FARBER, MARVIN (1901–1980), U.S. philosopher, founder of the International Phenomenological Society in 1939 and editor of the journal Philosophy and Phenomenological Research from 1940 and, from 1951, American Lectures in Philosophy. Farber was born in Buffalo, New York, and educated at Harvard University and in Germany. He taught at Ohio State University, State University of New York at Buffalo, and at the University of Pennsylvania. Starting as an instructor in philosophy at the University of Buffalo in 1927, he became successively assistant professor, professor, department chairman, acting dean of the graduate school, distinguished professor and, in 1964, distinguished service professor.

Farber was the first to bring Husserl's phenomenology to the attention of American philosophers. In 1928 he published Phenomenology as a Method and as a Philosophical Discipline, and in 1943 The Foundation of Phenomenology. He edited Philosophical Essays in Memory of Edmund Husserl (1940).
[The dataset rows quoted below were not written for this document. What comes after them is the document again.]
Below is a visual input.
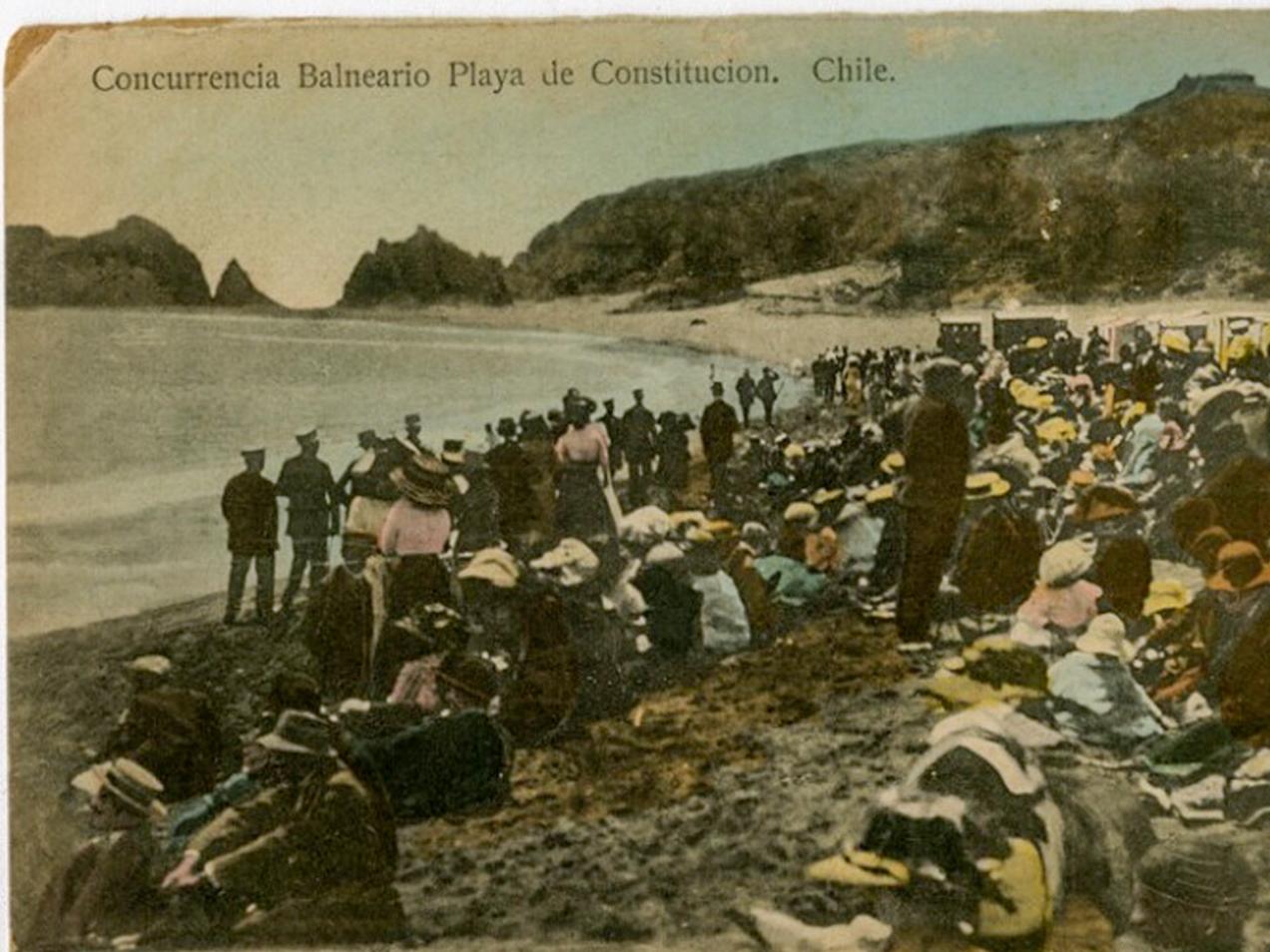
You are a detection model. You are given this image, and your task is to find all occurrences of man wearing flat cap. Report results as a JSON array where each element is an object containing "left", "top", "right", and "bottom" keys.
[
  {"left": 277, "top": 426, "right": 339, "bottom": 615},
  {"left": 22, "top": 759, "right": 164, "bottom": 948},
  {"left": 221, "top": 447, "right": 279, "bottom": 625},
  {"left": 621, "top": 390, "right": 657, "bottom": 505},
  {"left": 163, "top": 710, "right": 403, "bottom": 944}
]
Though Farber was a follower of Husserl and expositor of contemporary German and French thought, he criticized the anti-scientific attitude of Husserl, Max Scheler, and others, as well as the anti-rationalist tendencies in other contemporary European thinkers such as Heidegger. His views tended toward naturalism and pragmatism, as expressed in his volume Naturalism and Subjectivism (1959) and in his many articles.
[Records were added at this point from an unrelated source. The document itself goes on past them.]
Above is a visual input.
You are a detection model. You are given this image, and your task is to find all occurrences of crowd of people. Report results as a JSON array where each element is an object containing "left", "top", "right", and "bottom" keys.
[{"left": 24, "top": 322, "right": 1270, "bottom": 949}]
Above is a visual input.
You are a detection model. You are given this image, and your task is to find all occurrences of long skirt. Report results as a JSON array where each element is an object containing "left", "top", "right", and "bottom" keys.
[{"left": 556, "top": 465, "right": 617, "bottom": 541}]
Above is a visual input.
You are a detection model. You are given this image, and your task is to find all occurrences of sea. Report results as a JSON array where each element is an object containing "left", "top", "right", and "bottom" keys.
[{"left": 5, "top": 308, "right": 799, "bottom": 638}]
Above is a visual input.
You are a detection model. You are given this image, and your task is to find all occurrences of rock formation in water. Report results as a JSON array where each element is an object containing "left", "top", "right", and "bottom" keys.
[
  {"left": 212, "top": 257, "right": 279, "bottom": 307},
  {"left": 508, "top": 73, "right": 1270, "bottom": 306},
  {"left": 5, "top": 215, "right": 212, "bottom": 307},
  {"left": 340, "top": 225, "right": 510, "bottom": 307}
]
Other books by Farber include The Aims of Phenomenology: The Motives, Methods, and Impact of Husserl's Thought (1966), Phenomenology and Existence: Toward a Philosophy within Nature (1967), Foundation of Phenomenology: Edmund Husserl & the Quest for a Rigorous Science of Philosophy (1967), Basic Issues of Philosophy: Experience, Reality, and Human Values (1968), and The Search for an Alternative: Philosophical Perspectives of Subjectivism & Marxism (with R. Chisholm, 1984).
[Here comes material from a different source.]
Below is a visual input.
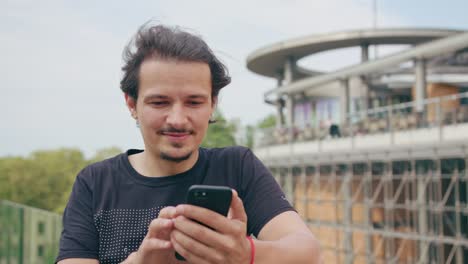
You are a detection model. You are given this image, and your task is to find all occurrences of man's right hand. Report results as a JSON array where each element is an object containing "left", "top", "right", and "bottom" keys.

Farber was a member of philosophy societies around the world, such as the Institut Philosophe, Paris; International Phenomenological Society (past president); American Philosophical Association (president of the Eastern Division), C.S. Pierce Society, Symbolic Logic Association (executive committee), and American Association of University Professors, Phi Beta Kappa.

BIBLIOGRAPHY:

H. Spiegelberg, The Phenomenological Movement, 2 (1960), 627–9; ADD. BIBLIOGRAPHY: D. Mathur, Naturalistic Philosophies of Experience: Studies in James, Dewey and Farber against the Background of Husserl's Phenomenology (1971).